Title: Citrulline
CAS Registry Number: 372-75-8
CAS Name: N5-(Aminocarbonyl)-L-ornithine
Additional Names: d-ureidonorvaline; a-amino-d-ureidovaleric acid; Nd-carbamylornithine
Molecular Formula: C6H13N3O3
Molecular Weight: 175.19
Percent Composition: C 41.13%, H 7.48%, N 23.99%, O 27.40%
Line Formula: H2NCONH(CH2)3CH(NH2)COOH
Literature References: An amino acid, first isolated from the juice of watermelon, Citrullus vulgaris Schrad., Cucurbitaceae: Wada, Biochem.

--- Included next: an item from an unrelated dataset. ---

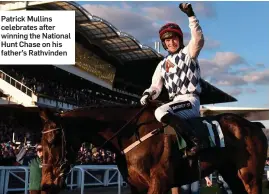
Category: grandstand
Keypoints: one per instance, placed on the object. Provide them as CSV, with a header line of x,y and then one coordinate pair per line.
x,y
106,69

Z. 224, 420 (1930); isoln from casein: Wada, ibid. 257, 1 (1933). Synthesis from ornithine through copper complexes: Kurtz, J. Biol. Chem. 122, 477 (1938); by alkaline hydrolysis of arginine: Fox, ibid. 123, 687 (1938); from cyclopentanone oxime: Fox et al., J. Org. Chem. 6, 410 (1941). Crystallization: Matsuda et al., JP 71 174 (1971 to Ajinomoto), C.A. 74, 126056u (1971). Crystal and molecular structure: Naganathan, Venkatesan, Acta Crystallogr. 27B, 1079 (1971); Ashida et al., ibid. 28B, 1367 (1972). Use in asthenia and hepatic insufficiency: FR 2198739 (1974 to Hublot & Vallet), C.A. 82, 144952c (1975). Clinical trial in treatment of lysinuric protein intolerance: J. Rajantie et al., J. Pediatr. 97, 927 (1980); T. O. Carpenter et al., N. Engl. J. Med. 312, 290 (1985).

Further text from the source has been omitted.